We can now define the inverses of the circular functions. There are two ways of denoting an inverse when talking about the sine, cosine, tangent, cosecant, secant, and cotangent. We can use the standard abbreviation and add a superscript –1 after it, or we can write “arc” in front of it. Here are the animals, one by one:

• The inverse of the sine function is the arcsine function. If we are operating on some variable x , the arcsine of x is denoted sin –1 ( x ) or arcsin ( x )
•
• The inverse of the cosine function is the arccosine function. If we are operating on some variable x , the arccosine of x is denoted cos –1 ( x ) or arccos ( x )
• The inverse of the tangent function is the arctangent function. If we are operating on some variable x , the arctangent of x is denoted tan –1 ( x ) or arctan ( x )
• The inverse of the cosecant function is the arccosecant function. If we are operating on some variable x , the arccosecant of x is denoted csc –1 ( x ) or arccsc ( x )
• The inverse of the secant function is the arcsecant function. If we are operating on some variable x , the arcsecant of x is denoted sec –1 ( x ) or arcsec ( x )
• The inverse of the cotangent function is the arccotangent function. If we are operating on some variable x , the arccotangent of x is denoted cot –1 ( x ) or arccot ( x )
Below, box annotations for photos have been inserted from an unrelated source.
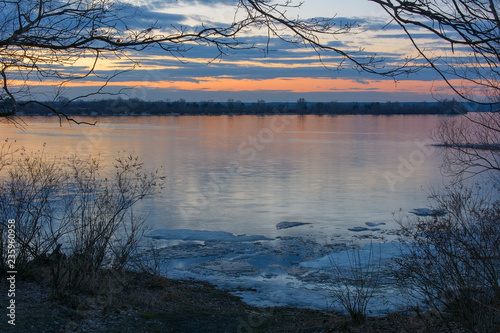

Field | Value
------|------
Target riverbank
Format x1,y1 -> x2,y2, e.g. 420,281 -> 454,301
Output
0,272 -> 468,333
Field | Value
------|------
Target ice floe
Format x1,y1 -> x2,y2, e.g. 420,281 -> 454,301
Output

The sine, cosine, tangent, cosecant, secant, and cotangent require special restrictions in order for the inverses to be definable as legitimate functions. These limits are shown in the graphs of the inverse functions that follow.

## Use (and Misuse) Of The –1 Superscript

When using –1 as a superscript in trigonometry, we have to be careful. Ambiguity, or even nonsense, can be the result of improper usage. The expression sin –1 x is not the same thing as (sin x ) –1 . The former expression refers to the inverse sine of x , or the arcsine of x (arcsin x ); but the latter expression means the reciprocal of the sine of x , that is, 1/(sin x ). These are not the same. If you have any question about this, plug in a few numbers and test them.

This brings to light an inconsistency in mathematical usage. It is customary to write (sin x ) 2 as sin 2 x . But don’t try that with the exponent –1, for the reason just demonstrated. You might wonder why the numbers 2 and –1 should be treated so much differently when they are used as superscripts in trigonometry. There is no good answer, except that it is “mathematical convention.”

What about other numbers? Does sin –3 x , for example, mean the reciprocal of the cube of the sine of x , or the cube of the arcsine of x ? Or does it mean the arcsine of the cube of x ? If you are worried that the use of a certain notation or expression might produce confusion, don’t use it. Use something else, even if it looks less elegant. Saying what you mean is more important than conservation of symbols. It is better to look clumsy and be clear and correct, than to look slick and be ambiguous or mistaken.